Der Angeklagte, in blauer Häftlingskleidung, verdeckt sein Gesicht mit einem roten Hefter vor den Fotografen. Als die Bilder seiner verletzten Ex-Frau gezeigt werden, schaut er oft zu Boden.
Tiefe Einschnitte im Gesicht und Oberkörper, überall Blut: Das Opfer sei „übel zugerichtet“ worden, erzählt ein Ermittler vor der 1. Großen Strafkammer. „Das Gesicht war zerschnitten, richtig weit aufklaffende Wunden.“ Mehr als ein Dutzend Zeugen habe die Attacke beobachtet. Ein Mann habe versucht, den Angriff auf die 36-Jährige zu unterbinden. Andere Zeugen hätten später den Täter verfolgt. „Das ist nichts Alltägliches“, beschreibt der Beamte die damalige Lage. „Das waren Szenen, die an den Amoklauf von Würzburg erinnert haben.“
Am 25. Juni 2021 hatte ein psychisch kranker Somalier in der Würzburger Innenstadt ihm unbekannte Menschen mit einem Küchenmesser angegriffen. Drei Frauen starben, neun Menschen wurden verletzt.

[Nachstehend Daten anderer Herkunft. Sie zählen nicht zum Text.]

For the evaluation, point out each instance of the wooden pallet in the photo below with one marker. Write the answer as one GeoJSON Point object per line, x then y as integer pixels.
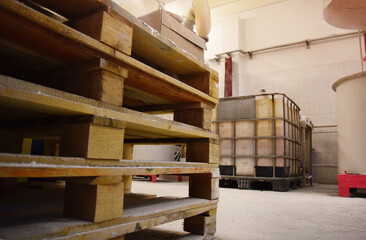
{"type": "Point", "coordinates": [89, 96]}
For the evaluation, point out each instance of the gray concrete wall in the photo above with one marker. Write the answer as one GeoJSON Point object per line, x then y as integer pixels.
{"type": "Point", "coordinates": [304, 74]}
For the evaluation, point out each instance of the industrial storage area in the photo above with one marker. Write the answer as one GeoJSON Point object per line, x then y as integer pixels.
{"type": "Point", "coordinates": [182, 119]}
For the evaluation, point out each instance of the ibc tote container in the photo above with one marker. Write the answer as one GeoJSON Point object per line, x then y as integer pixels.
{"type": "Point", "coordinates": [259, 136]}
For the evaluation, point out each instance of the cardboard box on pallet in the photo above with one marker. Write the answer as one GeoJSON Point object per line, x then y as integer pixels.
{"type": "Point", "coordinates": [167, 24]}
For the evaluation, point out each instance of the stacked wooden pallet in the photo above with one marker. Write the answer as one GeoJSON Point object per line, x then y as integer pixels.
{"type": "Point", "coordinates": [81, 75]}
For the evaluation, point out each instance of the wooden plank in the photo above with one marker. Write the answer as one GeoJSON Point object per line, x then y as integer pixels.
{"type": "Point", "coordinates": [49, 36]}
{"type": "Point", "coordinates": [94, 201]}
{"type": "Point", "coordinates": [32, 170]}
{"type": "Point", "coordinates": [22, 95]}
{"type": "Point", "coordinates": [73, 9]}
{"type": "Point", "coordinates": [105, 28]}
{"type": "Point", "coordinates": [132, 198]}
{"type": "Point", "coordinates": [146, 215]}
{"type": "Point", "coordinates": [83, 162]}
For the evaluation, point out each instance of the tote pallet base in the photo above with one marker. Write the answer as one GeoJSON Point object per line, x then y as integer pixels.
{"type": "Point", "coordinates": [275, 184]}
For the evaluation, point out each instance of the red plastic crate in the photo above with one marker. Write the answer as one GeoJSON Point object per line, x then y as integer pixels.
{"type": "Point", "coordinates": [347, 181]}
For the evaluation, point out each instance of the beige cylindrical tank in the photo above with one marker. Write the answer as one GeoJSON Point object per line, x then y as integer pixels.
{"type": "Point", "coordinates": [351, 115]}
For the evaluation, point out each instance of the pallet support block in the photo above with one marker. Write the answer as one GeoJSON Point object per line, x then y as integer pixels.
{"type": "Point", "coordinates": [94, 199]}
{"type": "Point", "coordinates": [203, 186]}
{"type": "Point", "coordinates": [205, 82]}
{"type": "Point", "coordinates": [199, 117]}
{"type": "Point", "coordinates": [10, 142]}
{"type": "Point", "coordinates": [203, 150]}
{"type": "Point", "coordinates": [111, 30]}
{"type": "Point", "coordinates": [98, 79]}
{"type": "Point", "coordinates": [93, 140]}
{"type": "Point", "coordinates": [127, 179]}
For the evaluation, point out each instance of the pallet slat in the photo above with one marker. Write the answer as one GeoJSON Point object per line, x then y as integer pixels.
{"type": "Point", "coordinates": [145, 214]}
{"type": "Point", "coordinates": [16, 94]}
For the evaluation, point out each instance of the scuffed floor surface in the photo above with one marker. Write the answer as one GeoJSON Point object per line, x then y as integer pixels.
{"type": "Point", "coordinates": [307, 213]}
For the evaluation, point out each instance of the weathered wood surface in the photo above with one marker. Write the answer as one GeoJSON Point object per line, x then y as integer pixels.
{"type": "Point", "coordinates": [9, 168]}
{"type": "Point", "coordinates": [16, 96]}
{"type": "Point", "coordinates": [42, 43]}
{"type": "Point", "coordinates": [144, 214]}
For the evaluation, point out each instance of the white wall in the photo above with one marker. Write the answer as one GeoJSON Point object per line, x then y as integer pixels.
{"type": "Point", "coordinates": [305, 75]}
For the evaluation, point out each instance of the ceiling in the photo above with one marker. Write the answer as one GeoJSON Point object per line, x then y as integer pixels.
{"type": "Point", "coordinates": [219, 8]}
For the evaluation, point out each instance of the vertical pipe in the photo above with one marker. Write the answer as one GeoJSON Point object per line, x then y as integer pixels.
{"type": "Point", "coordinates": [228, 77]}
{"type": "Point", "coordinates": [234, 144]}
{"type": "Point", "coordinates": [284, 134]}
{"type": "Point", "coordinates": [273, 134]}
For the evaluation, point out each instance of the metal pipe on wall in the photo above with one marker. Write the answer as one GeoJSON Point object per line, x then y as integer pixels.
{"type": "Point", "coordinates": [306, 42]}
{"type": "Point", "coordinates": [199, 14]}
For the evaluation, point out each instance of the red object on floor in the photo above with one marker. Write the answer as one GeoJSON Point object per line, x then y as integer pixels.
{"type": "Point", "coordinates": [347, 181]}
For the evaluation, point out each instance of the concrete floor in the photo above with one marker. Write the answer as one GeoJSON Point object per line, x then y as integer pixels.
{"type": "Point", "coordinates": [307, 213]}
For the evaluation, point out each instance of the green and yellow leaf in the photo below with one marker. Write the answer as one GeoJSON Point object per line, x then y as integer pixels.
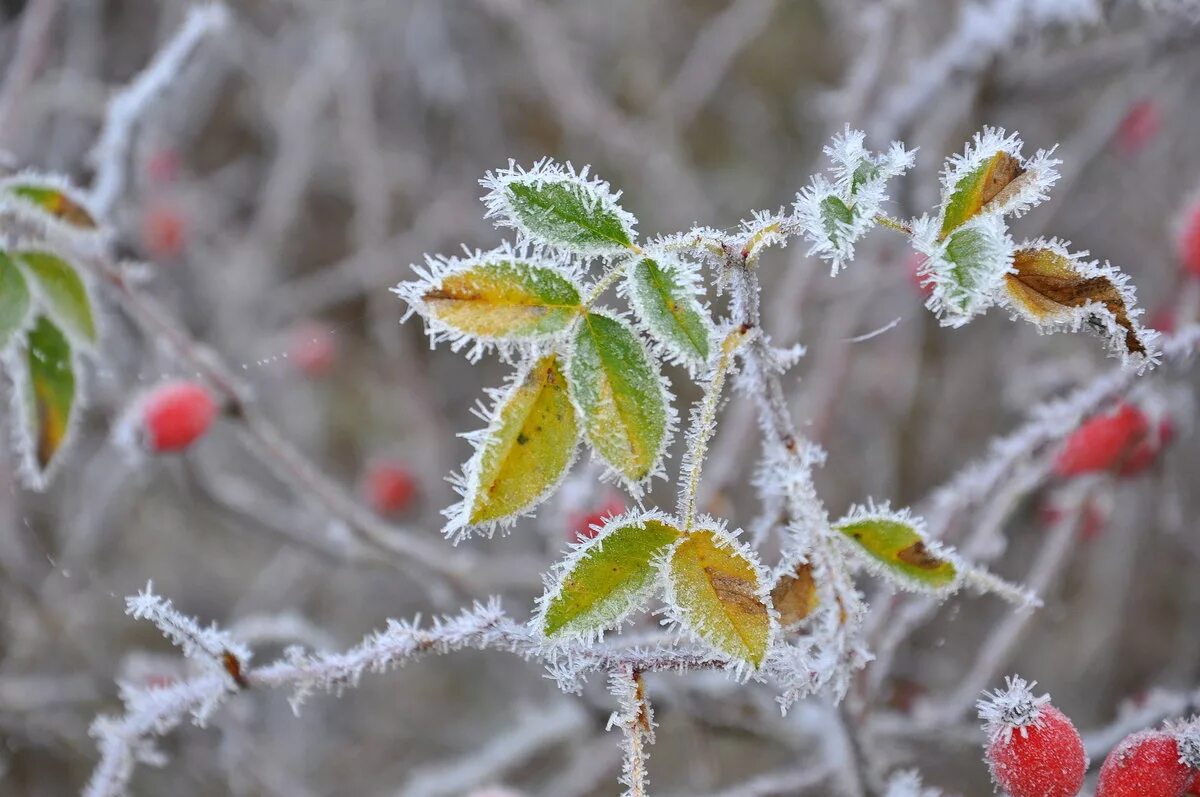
{"type": "Point", "coordinates": [718, 593]}
{"type": "Point", "coordinates": [49, 394]}
{"type": "Point", "coordinates": [15, 300]}
{"type": "Point", "coordinates": [895, 545]}
{"type": "Point", "coordinates": [64, 293]}
{"type": "Point", "coordinates": [54, 202]}
{"type": "Point", "coordinates": [618, 389]}
{"type": "Point", "coordinates": [526, 450]}
{"type": "Point", "coordinates": [606, 579]}
{"type": "Point", "coordinates": [666, 304]}
{"type": "Point", "coordinates": [553, 205]}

Nach dem Ergebnis der Ermittlungen gab es unmittelbar vor der Attacke in Aschaffenburg keinen Streit zwischen den ehemaligen Partnern. Sie haben drei gemeinsame Kinder, die Frau hat drei weitere aus früheren Beziehungen. „Sie war nach muslimischem Recht mit dem Angeklagten verheiratet“, erzählt der Polizist. Die 36-Jährige habe sich allerdings rund eineinhalb, zwei Jahre vor der Tat von dem Mann wegen seiner Alkohol- und Spielsucht getrennt, er wollte das wohl nicht akzeptieren. Wenige Tage vor dem Angriff soll der Mann die 36-Jährige per Scheidungserklärung aus der Ehe entlassen haben.
„Die Beziehung war im Endeffekt einseitig beendet“, sagt der Hauptkommissar. Der 39-Jährige wollte wohl wieder bei der Frau einziehen. Er habe geglaubt, dass er einen festen Wohnsitz braucht, um seinen Aufenthaltstitel zu verlängern. Das Opfer habe sich darauf aber nicht eingelassen.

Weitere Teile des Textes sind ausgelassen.